As you can see, most animals that have been cloned are placental mammals, owing to the fact that mammalian embryos can be created in vitro (in a petri dish) and implanted into surrogate mothers. Domestic mice, rats, rabbits, cats, dogs, cattle, pigs, goats, sheep, and horses are routinely cloned for commercial and research purposes. Most wild species that have been cloned are related to those cloned domestic species so that these domestic species can provide compatible surrogate mothers.

What was the first animal to be cloned?

Dolly the sheep was born in 1996, and while Dolly is the world’s most famous clone, she was not the first. The world’s first cloned animals were frogs cloned in the late 1950s. Cloning via somatic cell nuclear transfer was first published in 1961 by John Gurdon. John Gurdon was awarded the Nobel Prize for Physiology and Medicine in 2012 for his ground-breaking discoveries of embryonic development through cloning frogs. Dolly was not the first cloned mammal, either. That honorific goes to a cloned sheep born in 1984 and two cloned cows were born in 1987. 

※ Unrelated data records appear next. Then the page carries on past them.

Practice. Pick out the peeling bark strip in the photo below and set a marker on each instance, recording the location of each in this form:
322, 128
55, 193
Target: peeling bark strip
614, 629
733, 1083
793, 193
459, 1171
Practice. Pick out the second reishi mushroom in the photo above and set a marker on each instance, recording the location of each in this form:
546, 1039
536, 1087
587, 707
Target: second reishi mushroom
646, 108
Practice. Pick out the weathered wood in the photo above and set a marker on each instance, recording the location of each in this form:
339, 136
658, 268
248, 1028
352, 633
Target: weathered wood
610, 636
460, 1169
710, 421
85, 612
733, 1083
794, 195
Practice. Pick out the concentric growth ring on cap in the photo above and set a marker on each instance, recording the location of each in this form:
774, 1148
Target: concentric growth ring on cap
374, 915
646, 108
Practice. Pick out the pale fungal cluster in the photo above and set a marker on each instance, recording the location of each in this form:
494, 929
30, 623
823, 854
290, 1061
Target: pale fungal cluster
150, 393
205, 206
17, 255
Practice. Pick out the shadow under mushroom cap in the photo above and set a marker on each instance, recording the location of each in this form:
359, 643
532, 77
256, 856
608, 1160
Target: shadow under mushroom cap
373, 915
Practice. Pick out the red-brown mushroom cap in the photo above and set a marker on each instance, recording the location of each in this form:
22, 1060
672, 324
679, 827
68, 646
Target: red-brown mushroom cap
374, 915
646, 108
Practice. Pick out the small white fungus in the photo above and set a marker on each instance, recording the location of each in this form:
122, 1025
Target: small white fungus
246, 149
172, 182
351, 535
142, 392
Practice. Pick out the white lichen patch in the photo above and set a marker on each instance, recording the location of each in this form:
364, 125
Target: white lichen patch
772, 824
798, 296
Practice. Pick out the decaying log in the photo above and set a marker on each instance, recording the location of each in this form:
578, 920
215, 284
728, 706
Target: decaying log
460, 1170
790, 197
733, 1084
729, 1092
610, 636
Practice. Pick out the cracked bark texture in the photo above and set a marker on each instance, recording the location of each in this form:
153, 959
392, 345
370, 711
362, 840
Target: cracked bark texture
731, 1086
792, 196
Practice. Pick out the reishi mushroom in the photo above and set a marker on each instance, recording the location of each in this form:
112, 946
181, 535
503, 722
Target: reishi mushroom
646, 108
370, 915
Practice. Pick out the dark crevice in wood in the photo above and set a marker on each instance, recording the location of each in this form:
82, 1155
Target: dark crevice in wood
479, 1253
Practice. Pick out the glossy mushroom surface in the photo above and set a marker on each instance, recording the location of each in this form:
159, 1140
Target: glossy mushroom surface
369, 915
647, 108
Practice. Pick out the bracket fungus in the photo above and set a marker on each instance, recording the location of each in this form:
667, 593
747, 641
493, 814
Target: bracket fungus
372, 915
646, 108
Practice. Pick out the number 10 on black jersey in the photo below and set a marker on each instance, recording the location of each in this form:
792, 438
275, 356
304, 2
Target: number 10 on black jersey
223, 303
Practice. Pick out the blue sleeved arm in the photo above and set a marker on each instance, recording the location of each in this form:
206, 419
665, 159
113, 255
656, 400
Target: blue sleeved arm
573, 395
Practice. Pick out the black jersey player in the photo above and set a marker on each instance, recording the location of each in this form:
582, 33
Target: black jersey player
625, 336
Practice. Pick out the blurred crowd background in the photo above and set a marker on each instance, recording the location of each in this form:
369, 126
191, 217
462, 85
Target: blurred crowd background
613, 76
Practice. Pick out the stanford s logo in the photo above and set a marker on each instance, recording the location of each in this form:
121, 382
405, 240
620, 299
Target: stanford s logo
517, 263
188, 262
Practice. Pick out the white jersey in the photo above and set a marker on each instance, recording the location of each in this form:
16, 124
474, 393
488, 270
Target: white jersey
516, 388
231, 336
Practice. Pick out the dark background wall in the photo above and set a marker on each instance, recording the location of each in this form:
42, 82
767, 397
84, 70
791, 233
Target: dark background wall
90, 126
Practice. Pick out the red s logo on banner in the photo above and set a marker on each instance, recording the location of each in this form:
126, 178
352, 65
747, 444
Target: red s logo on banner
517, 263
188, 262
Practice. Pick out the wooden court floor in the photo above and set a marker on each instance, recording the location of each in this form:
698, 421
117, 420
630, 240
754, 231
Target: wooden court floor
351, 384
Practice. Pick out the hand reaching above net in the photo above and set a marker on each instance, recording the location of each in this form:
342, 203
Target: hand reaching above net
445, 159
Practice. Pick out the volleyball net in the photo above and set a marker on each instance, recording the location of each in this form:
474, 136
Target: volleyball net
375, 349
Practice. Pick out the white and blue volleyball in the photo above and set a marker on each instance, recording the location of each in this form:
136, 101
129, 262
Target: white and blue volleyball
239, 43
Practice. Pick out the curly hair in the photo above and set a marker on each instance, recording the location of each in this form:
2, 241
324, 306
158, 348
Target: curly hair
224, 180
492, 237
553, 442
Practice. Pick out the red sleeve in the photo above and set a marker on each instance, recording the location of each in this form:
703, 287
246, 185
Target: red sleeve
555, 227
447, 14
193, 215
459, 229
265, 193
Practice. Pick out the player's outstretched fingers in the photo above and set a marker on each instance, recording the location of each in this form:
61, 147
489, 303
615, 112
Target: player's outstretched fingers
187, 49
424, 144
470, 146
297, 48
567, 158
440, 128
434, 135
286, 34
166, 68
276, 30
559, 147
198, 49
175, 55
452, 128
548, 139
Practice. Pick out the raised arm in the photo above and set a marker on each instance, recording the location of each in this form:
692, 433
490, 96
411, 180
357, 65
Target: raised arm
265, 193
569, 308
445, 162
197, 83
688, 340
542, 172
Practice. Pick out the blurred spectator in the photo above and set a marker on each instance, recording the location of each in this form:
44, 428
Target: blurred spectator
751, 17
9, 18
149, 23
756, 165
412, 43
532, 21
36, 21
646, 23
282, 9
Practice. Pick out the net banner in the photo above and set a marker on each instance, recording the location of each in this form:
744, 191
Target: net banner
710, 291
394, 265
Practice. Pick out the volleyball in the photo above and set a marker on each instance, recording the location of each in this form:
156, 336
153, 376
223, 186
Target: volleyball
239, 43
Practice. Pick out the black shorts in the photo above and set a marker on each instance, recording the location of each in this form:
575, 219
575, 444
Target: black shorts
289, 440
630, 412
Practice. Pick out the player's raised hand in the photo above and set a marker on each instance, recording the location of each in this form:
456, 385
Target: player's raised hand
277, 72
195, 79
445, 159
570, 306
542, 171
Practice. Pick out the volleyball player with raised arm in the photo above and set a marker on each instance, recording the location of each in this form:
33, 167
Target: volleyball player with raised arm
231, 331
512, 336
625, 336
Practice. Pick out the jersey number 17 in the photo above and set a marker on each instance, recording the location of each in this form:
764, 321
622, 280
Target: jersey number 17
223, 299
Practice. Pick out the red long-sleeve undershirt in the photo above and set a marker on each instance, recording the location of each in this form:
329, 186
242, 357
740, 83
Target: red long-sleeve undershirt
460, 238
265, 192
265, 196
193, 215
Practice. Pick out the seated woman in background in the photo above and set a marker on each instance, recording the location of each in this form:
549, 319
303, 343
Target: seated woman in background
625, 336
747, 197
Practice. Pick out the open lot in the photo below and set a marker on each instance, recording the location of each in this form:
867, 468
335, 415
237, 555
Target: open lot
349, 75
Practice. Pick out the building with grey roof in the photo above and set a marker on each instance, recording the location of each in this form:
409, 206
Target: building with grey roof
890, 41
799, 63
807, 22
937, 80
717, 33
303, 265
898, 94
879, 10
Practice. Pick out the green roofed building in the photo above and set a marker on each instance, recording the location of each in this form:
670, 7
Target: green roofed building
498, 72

Dolly became famous because of how she was cloned. Dolly was cloned from adult donor somatic cells—meaning the donor cells used to clone Dolly were from an adult sheep. Every cloned mammal before Dolly was cloned from embryonic cells. Working with embryonic cells had been easier to do, but greatly limited the versatility of cloning. The successful cloning of Dolly ushered in an era of cloning capabilities that finally made cloning an accessible and broadly useful technique in science as well as commercial agriculture. 

This milestone set the stage for cloning wild species for conservation. The cloning of Dolly opened up the possibility that cells in frozen zoos, typically collected from adult animals, could one day be used for cloning.

Do cloned animals have normal lifespans?

In 2016, Dolly’s cloned sisters—Daisy, Debbie, Denise, and Diana—made headlines for celebrating their 9th birthday. For sheep, they had officially reached “old age.” These sisters had been cloned from the same donor cells as Dolly herself.  Every one of them was healthy. But Dolly had died at age 6, making many people believe that clones may not live normal lifespans. However, for healthy clones there is no evidence to suggest that cloning impacts longevity. 

In general, clones live average lifespans. In fact, the world’s first mouse, cat, cow and white-tailed deer cloned from adult cells, the same process used to clone Dolly, all died of old age. In 2019, the world’s first cloned camel, Injaz, celebrated her tenth birthday. While there have been clones that died young, rarely have these deaths been linked to problems with the cloning process.

Are cloned animals healthy?

Natural fertilization, artificial insemination, in vitro fertilization, and cloning produce healthy offspring. And in the case of  inherited genetic defects or developmental problems during pregnancy, any of these processes can lead to unhealthy births. While exact statistics from natural fertilization can only be estimated, the exact numbers for artificial reproductive techniques are known. Among reproductive technologies, cloning does exhibit the highest frequency of developmental problems, but only a minority of clones are born unhealthy. The majority of clones are healthy at birth. FDA-led research on cloned cattle and sheep has also shown that non-genetic developmental abnormalities present in clones are not passed onto their offspring. The efficiency of cloning livestock and pets is so good that in several countries there are now commercial companies founded upon animal cloning as a service industry.